The Nigerian naira posted marginal gains against the US dollar in the official foreign exchange window, buoyed by improved external reserve levels and sustained intervention by the Central Bank of Nigeria (CBN).
On the Nigerian Foreign Exchange Market (NFEM), the local currency appreciated by 0.01%, closing at ₦1,599.71 per dollar. This followed the CBN’s continued foreign exchange interventions, which helped boost liquidity in the market.
Data indicated that the apex bank has sold over $1.3 billion in foreign exchange to authorized dealer banks as part of efforts to stabilize the exchange rate within its desired band. This figure is nearly double the volume sold in March, underscoring the central bank’s aggressive stance in defending the naira.
Updates from the CBN’s platform revealed the receipt of new foreign inflows, which bolstered external reserves. On Monday, a total of $41.532 million was added to the external reserves, raising the total balance to $37.839 billion.
In its latest Open Market Operations (OMO) auctions, the CBN continued offering attractive rates in a bid to draw in foreign portfolio investment and mitigate recent capital outflows. The monetary policy authorities have retained competitive spot rates to ensure Nigeria remains appealing to international investors amid shifting global sentiments.

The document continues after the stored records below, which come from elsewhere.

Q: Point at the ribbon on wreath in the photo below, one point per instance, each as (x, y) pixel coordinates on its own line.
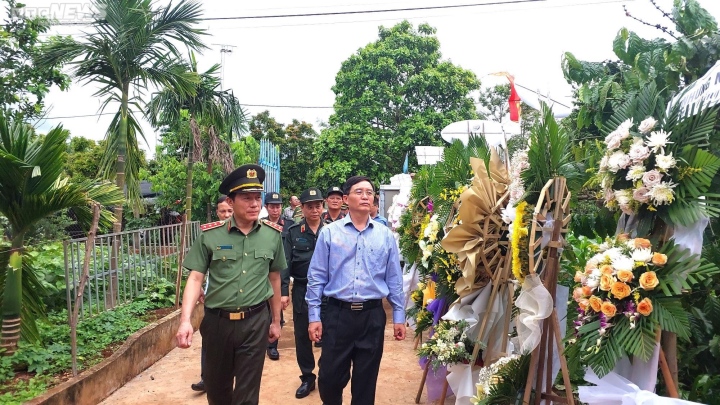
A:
(614, 389)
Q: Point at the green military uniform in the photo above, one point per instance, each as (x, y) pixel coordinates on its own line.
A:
(236, 323)
(299, 246)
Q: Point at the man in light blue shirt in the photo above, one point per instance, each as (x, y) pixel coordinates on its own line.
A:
(355, 264)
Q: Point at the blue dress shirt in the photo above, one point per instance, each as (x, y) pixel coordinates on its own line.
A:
(355, 266)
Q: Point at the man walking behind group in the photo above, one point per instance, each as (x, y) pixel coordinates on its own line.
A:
(244, 257)
(273, 205)
(355, 264)
(299, 246)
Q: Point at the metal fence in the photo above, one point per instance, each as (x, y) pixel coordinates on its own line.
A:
(123, 264)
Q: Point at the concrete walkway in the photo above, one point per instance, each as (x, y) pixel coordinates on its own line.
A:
(168, 381)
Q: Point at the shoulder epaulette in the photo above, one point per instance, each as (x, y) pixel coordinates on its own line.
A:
(211, 225)
(272, 225)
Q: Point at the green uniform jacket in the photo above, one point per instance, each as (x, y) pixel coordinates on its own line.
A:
(299, 246)
(238, 264)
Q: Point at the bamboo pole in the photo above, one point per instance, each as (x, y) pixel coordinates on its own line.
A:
(89, 246)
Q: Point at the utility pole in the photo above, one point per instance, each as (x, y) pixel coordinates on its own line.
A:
(224, 49)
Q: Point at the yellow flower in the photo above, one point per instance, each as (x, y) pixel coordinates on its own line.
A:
(645, 307)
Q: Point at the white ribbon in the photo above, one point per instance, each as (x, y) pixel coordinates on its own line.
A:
(535, 304)
(616, 390)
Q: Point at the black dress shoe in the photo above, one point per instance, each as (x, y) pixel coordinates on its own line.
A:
(305, 389)
(200, 387)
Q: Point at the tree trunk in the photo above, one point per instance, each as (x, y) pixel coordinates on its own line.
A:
(12, 298)
(111, 300)
(194, 134)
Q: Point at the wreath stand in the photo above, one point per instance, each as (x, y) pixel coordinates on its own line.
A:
(501, 284)
(554, 198)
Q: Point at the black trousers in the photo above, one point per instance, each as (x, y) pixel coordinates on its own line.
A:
(235, 354)
(303, 344)
(351, 338)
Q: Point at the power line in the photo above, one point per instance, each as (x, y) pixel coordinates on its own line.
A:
(333, 13)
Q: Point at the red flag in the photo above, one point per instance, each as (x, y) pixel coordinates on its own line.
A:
(514, 101)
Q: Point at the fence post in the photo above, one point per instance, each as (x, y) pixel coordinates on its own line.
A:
(89, 246)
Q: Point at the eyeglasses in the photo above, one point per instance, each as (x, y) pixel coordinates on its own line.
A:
(367, 193)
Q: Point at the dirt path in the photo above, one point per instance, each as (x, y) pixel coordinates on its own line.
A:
(168, 380)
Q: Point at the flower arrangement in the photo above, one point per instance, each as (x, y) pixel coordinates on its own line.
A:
(636, 171)
(448, 345)
(626, 293)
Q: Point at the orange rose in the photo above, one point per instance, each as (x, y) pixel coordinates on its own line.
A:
(625, 275)
(648, 280)
(608, 309)
(641, 243)
(620, 290)
(595, 303)
(607, 269)
(659, 259)
(645, 307)
(606, 282)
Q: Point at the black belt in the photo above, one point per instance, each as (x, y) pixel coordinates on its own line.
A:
(355, 306)
(238, 316)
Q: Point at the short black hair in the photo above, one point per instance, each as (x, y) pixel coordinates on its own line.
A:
(351, 181)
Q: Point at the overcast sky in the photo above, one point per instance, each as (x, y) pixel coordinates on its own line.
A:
(293, 61)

Analysts expect the Central Bank to maintain its benchmark interest rate at 27.50% to prevent capital flight that could result from unattractive returns on naira-denominated assets.
However, data showed that last week, foreign exchange inflows into the Nigerian Autonomous Foreign Exchange Market plummeted by over 93% on a week-on-week basis, declining from $1.42 billion to $735 million.
Breakdown of the inflows indicated that the CBN accounted for 33.47% of total supply, foreign portfolio investors provided 11.99%, non-bank corporates supplied 31.76%, exporters contributed 21.17%, and other sources made up the remaining 1.61%.
On the international commodities front, global oil prices fell by approximately 3% on Tuesday, hitting a two-week low amid rising expectations of increased production from OPEC+ and concerns over potential dampening effects of new US tariffs on global growth and fuel demand.
Brent crude futures slipped by $1.70 or 2.6% to close at $64.16 per barrel, while US West Texas Intermediate (WTI) futures dropped by $1.55 or 2.5% to $60.50 per barrel.
In the precious metals market, gold prices declined nearly 1% as easing trade tensions between the United States and China diminished demand for safe-haven assets. Spot gold traded at $3,314.26 per ounce, while US gold futures dropped by 0.7% to $3,325.